Toward the end of the book, in “Redux,” Nobel laureate Hans Spemann opens a newt egg with a baby’s
hair under similar circumstances and likewise confronts the shortcomings of his method: “If only the hand
were surer / and the blade sharper, and firmer, / and without the glint of time . . . ” Always, the human hand
and its instruments are too slow, too unsure, not quite sharp enough. Always, there are gaps and asymmetry but also,
unexpectedly, light.
Light is a recurrent
motif throughout the book, from the tallow-lights of a tethered eighteenth-century balloon to the universe of Isaac
Newton’s imagination, “torquing light toward the coming world.” In one of the prayer-poems, Mendel
addresses God as “Father of light.” The Enlightenment philosopher Berkeley sees God’s mind as “not
unlike / this chandelier, vast, multifaceted, / each swaying tine of perfection / ochered by candlelight.”
The cloning of Dolly the sheep is achieved by parting “long, chromosomic grasses” with “a finger
of light.” For Mendel, “the light I am drawn to / . . . shimmers from gaps / where the works of the mind
are missing.” Light here is not so much knowledge as an intimation of teleology, a grail, ever pursued and
ever out of reach. Light imagery is entwined with wings and flight, as when Newton absentmindedly refers to
a “comet’s bird” instead of “beard,” “as if, through reflection, a form unfolded
/ its gangly wings.” While working in the garden, Mendel sees his “apron flapping / its own dark wing.”
This flapping wing is the force of the unexpected, countering symmetry, as when migrating monarch butterflies are
caught in a late freeze: “Two hundred million / tablets of ocher ice, trembling a bit, then toppling.”
These images of force and counterforce, light and flight,
pattern and formlessness combine stunningly in “Sonnet Crown for Two Voices.” The first voice is a contemporary
observer, quite possibly Bierds herself (for once), who is shown the world of chromosomes through an extremely high-powered
microscope, the light from which, as she writes in her preface, seems “sourceless, unbidden, flawless, and
infinitely precise.” While Bierds’s persona is examining the double helix of DNA in the octave of each
sonnet, the voice of Mendel tells, in the sestet, of another helix, a cyclone like an hourglass (“Twin cones.
Fused necks”) which “once blew / across my darkened room a single, flapping wing.” The structure
of a crown of sonnets, in which the last line of one poem comprises the first line of the next, and the last line of the
last sonnet repeats the first line of the first, allows for another helical effect, as one voice repeats and gives
a subtle twist to the words of the other.
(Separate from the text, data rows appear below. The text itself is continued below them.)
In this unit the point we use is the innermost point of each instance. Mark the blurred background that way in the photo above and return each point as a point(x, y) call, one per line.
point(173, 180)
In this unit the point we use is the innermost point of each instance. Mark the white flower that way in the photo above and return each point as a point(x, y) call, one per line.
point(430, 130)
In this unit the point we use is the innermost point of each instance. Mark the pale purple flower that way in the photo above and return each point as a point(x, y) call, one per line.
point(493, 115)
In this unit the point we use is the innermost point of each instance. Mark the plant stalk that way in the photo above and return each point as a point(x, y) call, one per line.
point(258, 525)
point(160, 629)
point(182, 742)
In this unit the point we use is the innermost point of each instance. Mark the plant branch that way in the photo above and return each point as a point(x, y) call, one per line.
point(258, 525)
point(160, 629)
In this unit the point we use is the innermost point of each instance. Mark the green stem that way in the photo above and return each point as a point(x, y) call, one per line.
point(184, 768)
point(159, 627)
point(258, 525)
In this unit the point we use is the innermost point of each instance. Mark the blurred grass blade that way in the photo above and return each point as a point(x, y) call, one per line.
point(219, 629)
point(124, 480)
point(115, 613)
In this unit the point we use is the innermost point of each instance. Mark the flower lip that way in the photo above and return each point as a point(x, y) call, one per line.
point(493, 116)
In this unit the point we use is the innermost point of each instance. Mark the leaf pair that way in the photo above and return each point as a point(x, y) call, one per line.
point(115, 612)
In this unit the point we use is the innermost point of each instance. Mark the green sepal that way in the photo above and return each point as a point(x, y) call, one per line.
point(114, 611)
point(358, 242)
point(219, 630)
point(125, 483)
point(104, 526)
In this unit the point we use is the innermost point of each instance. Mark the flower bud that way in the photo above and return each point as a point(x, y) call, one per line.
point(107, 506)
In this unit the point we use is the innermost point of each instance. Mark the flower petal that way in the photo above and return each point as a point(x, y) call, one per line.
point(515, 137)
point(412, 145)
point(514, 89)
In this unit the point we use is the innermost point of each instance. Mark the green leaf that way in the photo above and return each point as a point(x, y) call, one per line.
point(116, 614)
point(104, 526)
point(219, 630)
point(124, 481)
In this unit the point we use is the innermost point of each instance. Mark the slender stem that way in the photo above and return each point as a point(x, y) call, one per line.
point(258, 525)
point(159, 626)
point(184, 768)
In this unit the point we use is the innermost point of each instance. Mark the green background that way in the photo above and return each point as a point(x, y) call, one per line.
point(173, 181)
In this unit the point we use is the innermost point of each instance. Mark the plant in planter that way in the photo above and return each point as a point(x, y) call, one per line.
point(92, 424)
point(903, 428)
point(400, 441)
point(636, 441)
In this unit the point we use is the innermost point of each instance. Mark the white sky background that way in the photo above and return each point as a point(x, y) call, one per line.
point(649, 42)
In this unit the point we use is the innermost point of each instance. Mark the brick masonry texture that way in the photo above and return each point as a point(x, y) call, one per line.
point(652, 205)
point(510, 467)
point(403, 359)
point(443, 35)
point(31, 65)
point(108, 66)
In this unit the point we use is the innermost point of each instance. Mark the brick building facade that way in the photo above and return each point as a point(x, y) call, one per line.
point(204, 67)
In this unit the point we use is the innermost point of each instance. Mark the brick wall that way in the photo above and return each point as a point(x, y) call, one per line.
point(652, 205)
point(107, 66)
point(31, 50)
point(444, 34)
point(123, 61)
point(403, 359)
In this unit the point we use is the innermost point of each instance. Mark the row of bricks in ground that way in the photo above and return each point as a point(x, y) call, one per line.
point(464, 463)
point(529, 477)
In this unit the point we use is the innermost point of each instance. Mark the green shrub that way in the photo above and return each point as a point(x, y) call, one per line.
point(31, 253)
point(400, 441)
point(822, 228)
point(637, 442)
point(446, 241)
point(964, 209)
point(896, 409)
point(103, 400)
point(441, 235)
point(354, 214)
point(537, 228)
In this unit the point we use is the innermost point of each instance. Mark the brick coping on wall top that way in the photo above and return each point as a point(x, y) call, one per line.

The sequence begins and ends with recognition of the ineffable (“the
glow. How can I express it, my God?”).
This is the conundrum at the heart of all quests, scientific, spiritual, and poetic. If the glow,
whether the mind of God or humankind’s “inmost lights,” cannot ultimately be expressed in full,
Bierds nevertheless offers us a brilliant and beautiful map of ways to approach that glow.